Reiter’s Block Year in Review, Part 1: Best Poetry


Loyal readers, I apologize for the three-week blog hiatus. I was writing 30 poems and poem-like scribblings for the month of November to raise money for The Center for New Americans, a literacy program for immigrants in Western Massachusetts. You can still sponsor me through the end of 2011 here. (I’m still writing poems, just in case.)

This year-end roundup will be posted in several parts since there are so many good reads that I want to highlight. Today, I’ll be recommending a few poetry books that caught my attention.

Lara Glenum and Arielle Greenberg, eds., Gurlesque: The new grrly, grotesque, burlesque poetics (Saturnalia Books, 2010).
Unicorns! Masturbation! Dead cows! As Glenum writes in her introduction to this anthology, “The Gurlesque describes an emerging field of female artists…who, taking a page from the burlesque, perform their femininity in a campy or overtly mocking way.
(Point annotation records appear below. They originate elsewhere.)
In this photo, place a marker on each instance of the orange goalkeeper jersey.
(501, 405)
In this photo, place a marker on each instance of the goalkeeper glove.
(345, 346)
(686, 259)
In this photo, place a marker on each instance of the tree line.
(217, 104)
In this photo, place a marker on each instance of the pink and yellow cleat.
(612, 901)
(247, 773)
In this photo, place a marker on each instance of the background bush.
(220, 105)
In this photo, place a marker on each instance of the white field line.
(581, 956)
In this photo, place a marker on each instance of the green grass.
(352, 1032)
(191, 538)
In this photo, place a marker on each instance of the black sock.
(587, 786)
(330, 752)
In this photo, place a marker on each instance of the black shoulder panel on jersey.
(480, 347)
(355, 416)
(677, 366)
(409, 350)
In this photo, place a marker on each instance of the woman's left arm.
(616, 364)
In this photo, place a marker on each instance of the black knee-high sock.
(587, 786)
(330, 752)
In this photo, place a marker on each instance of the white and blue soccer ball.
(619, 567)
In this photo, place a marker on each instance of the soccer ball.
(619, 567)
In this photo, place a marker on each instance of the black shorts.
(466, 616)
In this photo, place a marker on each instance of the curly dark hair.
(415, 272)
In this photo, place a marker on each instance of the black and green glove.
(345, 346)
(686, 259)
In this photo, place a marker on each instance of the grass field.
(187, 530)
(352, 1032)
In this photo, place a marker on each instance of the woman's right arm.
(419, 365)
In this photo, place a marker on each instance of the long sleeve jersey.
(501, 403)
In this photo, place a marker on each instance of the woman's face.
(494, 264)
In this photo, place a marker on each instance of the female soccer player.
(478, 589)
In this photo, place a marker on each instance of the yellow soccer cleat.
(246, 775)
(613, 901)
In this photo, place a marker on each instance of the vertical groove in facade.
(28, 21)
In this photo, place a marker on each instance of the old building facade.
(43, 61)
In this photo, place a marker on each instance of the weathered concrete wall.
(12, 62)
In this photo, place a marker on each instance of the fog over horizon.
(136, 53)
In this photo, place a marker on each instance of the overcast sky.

Their work assaults the norms of acceptable female behavior by irreverently deploying gender stereotypes to subversive ends.”

Juliet Cook, Thirteen Designer Vaginas (Hyacinth Girl Press, 2011).
Punning, darkly playful, experimental poems inspired by vaginal reconstructive surgery websites. “They can’t quiver and whimper/if they’re not real, he said, referring to some breasts./We all know they’re implants, not live puppies”. Chapbook cover even has pasted-on fake jewels. What more could you want for $5? Visit Cook’s website for links to other titles, including a free download of Mondo Crampo.

Jason Schossler, Mud Cakes (Bona Fide Books, 2011).
Winner of the 2010 Melissa Lanitis Gregory Poetry Prize, this quietly powerful autobiographical collection chronicles a Midwestern Gen-X boyhood, where exciting dreams of Star Wars and movie monsters give way to the more drab and painful struggles of his parents’ divorce, and the losing battle of his Catholic conscience against teenage lust. Schossler narrates the essential facts of a moment that stands in for an entire relationship, allowing the reader to make the connections that his childhood self couldn’t see.

Nick Demske, Nick Demske (Fence Books, 2010).
Insane sonnets compiled from the data-stream of our decadent culture. Read my blog review here.